Gallant and Camacho started geocaching in 2008. “My neighbor took us out with a GPS and we were hooked,” said Gallant.

Caches can be as small as a pen top and may be hidden under a log in the woods or a parking lot light pole at Stop and Shop.

“You guys have probably walked by caches and you didn’t know it,” said Camacho.

Geocachers signup on where there are listings of caches with their coordinates. Geocachers can then find the general location of the cache, usually within 15 feet.

Camacho said finding the caches takes “geosense.”

“You use common sense and you start to figure out where things will be,” she said.

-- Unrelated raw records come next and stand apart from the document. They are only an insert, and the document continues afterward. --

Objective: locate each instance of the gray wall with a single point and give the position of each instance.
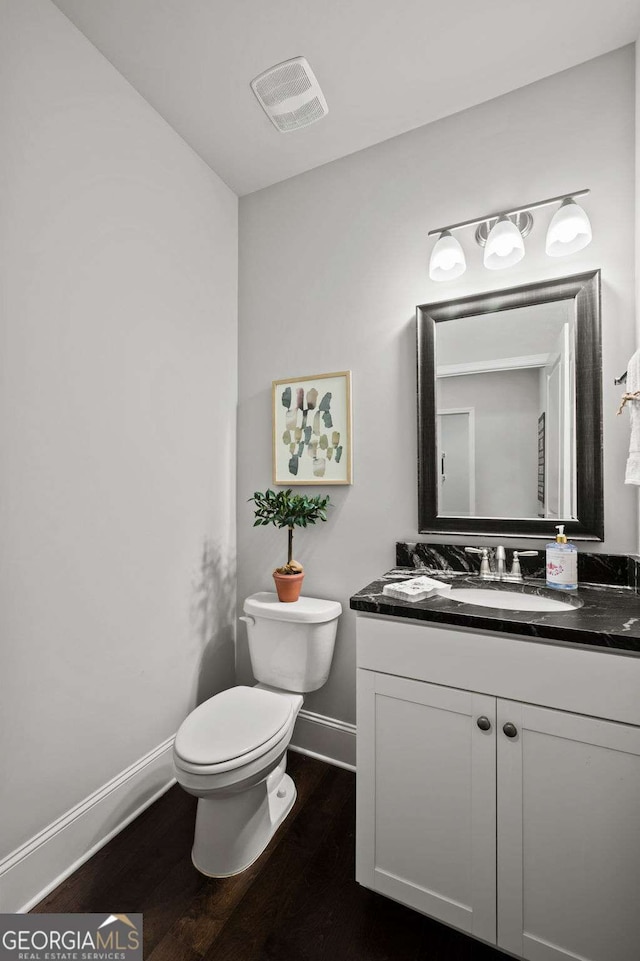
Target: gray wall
(118, 275)
(332, 264)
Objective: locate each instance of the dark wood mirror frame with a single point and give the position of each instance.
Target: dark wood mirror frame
(584, 290)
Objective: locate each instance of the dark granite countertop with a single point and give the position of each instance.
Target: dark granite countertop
(608, 617)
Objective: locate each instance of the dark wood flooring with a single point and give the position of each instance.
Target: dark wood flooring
(298, 902)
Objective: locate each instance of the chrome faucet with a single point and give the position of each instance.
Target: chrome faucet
(498, 572)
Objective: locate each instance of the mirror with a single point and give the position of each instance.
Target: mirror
(510, 412)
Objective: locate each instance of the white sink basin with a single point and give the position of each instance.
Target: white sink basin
(509, 600)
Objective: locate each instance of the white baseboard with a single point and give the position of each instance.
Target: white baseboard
(325, 738)
(34, 869)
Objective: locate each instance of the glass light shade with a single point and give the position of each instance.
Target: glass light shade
(504, 247)
(569, 230)
(447, 258)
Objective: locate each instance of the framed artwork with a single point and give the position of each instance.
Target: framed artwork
(312, 429)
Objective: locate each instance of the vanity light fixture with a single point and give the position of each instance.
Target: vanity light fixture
(447, 258)
(502, 236)
(504, 247)
(569, 230)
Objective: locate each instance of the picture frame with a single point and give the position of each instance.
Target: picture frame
(312, 430)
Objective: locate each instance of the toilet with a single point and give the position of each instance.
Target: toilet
(231, 751)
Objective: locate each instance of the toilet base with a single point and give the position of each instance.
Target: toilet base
(233, 831)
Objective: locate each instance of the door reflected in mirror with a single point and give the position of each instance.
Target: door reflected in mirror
(505, 398)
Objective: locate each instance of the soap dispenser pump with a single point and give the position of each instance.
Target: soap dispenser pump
(562, 563)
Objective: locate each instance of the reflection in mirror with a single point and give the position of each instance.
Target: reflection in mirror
(510, 411)
(505, 397)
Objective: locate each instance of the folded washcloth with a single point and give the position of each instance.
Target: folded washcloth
(415, 589)
(632, 475)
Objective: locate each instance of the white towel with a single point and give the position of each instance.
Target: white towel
(632, 475)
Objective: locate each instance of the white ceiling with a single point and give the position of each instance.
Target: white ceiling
(384, 67)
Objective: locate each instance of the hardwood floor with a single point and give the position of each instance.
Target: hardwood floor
(298, 902)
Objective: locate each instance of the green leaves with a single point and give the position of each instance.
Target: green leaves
(286, 509)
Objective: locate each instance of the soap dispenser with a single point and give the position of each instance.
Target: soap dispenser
(562, 563)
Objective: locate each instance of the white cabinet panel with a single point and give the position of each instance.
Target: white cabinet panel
(568, 836)
(426, 781)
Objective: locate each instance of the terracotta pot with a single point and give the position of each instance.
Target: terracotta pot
(288, 586)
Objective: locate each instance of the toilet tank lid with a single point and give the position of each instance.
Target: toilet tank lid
(306, 610)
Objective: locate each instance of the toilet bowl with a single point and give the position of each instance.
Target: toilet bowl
(230, 752)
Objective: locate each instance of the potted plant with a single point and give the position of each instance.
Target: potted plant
(286, 509)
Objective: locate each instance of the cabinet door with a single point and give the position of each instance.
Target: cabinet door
(568, 836)
(427, 799)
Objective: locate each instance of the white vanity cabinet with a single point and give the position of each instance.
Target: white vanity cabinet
(528, 839)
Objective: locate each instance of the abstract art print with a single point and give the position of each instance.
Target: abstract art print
(312, 429)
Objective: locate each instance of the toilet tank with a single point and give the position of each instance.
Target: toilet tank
(291, 645)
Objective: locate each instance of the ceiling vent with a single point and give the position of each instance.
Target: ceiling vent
(290, 95)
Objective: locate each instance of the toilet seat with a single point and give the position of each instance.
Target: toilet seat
(232, 729)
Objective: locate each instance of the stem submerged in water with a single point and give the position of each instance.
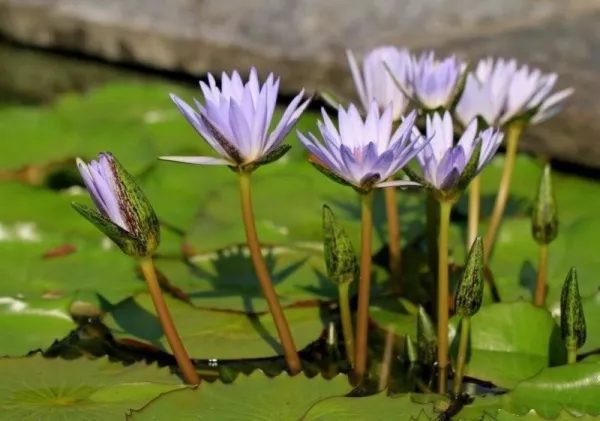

In addition to geosense, the treasure hunters have an entire vocabulary dedicated to geocaching. BYOP means bring your own pencil for writing your name inside the cache. DNF stands for did not find. Muggle is a term reserved for the non-geocacher.

Despite the secret lingo, any muggle with a GPS can become a geocacher.

On Saturday, Gallant and Camacho helped the group find geocaches along the bogs and woods of the Lands Trust’s White Eagle property located off of Parlowtown Road.

While the most difficult part of the hunt was crossing a narrow bridge, geocaching can get dangerous.

“I fell out of a tree and tore my ACL on one cache,” said JoAnn Watson.

But an injury didn’t slow her down much. Watson and her husband have hunted down caches in Trinidad, Honduras and the Galapagos Islands.

With at least one million caches around the world, geocachers often end up traveling to new locales in search of the next find.

“You do all the caches in your area, then you have to travel,” said Gallant. “After retiring, it keeps me active mentally and physically.”

Caches come in different genres, too. Some require solving a puzzle and others lead geocachers along scenic routes.

There is also geocaching swag in the form of small gifts, tokens and other items left in the container.

“There are tons of us who love doing it,” said Camacho. “I only wish I had discovered it earlier.”